UPDATE: I agree with the comments that negative dimensional spheres are difficult to interpret geometrically. However if we insert the formula for the area $A$ into Eulers reflection formula
$$
\Gamma(z)\Gamma(1-z)= \frac{\pi}{\sin(\pi z)}
$$
we get
$$
A(1-s) = \frac{4\sin\left(\pi \frac{s+1}{2}\right)}{A(s+1)}
$$
Inserting this into our relation with the Riemann zeta function yields
$$
\frac{\zeta(s)}{\zeta(1-s)} = \frac{A(s)A(s+1)}{4\sin\left(\pi \frac{s+1}{2}\right)}
$$
which avoids the negative dimensions for $s>0$. Can this formula be interpreted geometrically?

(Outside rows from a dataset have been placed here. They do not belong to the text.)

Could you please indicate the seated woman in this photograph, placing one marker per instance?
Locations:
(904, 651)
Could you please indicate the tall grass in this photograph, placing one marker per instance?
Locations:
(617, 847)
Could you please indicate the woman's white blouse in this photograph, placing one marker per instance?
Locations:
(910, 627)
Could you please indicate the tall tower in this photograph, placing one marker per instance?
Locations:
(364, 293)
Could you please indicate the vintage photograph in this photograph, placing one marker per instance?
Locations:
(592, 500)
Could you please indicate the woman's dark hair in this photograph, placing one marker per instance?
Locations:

 A: The relation $$\frac{\zeta(s)}{A(s)}=\frac{\zeta(1-s)}{A(1-s)}$$ stems from the fact that $$\frac{\zeta(s)}{A(s)}=\frac{1}{2}\mathcal{M}\left(\psi\right)\left(\frac{s}{2}\right),$$ where $\mathcal{M}$ denotes the Mellin transform and $$\psi(x)=\sum_{n=1}^\infty e^{-\pi n^2 x}.$$ This function is symmetric due to the functional equation for $\psi(x)$, and that yields the functional equation for the zeta function. The reason for the connection to the surface area appears in my previous answer https://math.stackexchange.com/a/1494471/6075, which provides a geometric explanation for integer dimensions - the case where we can actually interpret the surface area. In that answer, I showed that the factor of $A(s)$ appears due to the spherical symmetry of a naturally arising $s$-dimensional integral expression for $\zeta(s)$.
Remark 1: This gives an excellent way to remember the precise form of the functional equation!
Remark 2: Note that the surface area here, $A(s)$, corresponds to the $s-1$-dimensional sphere, that is the surface of the $s$-dimensional ball, whereas in the linked answer, $A_{k-1}$ is the surface area of the $k-1$-dimensional sphere, that is the surface of the $k$ dimensional ball.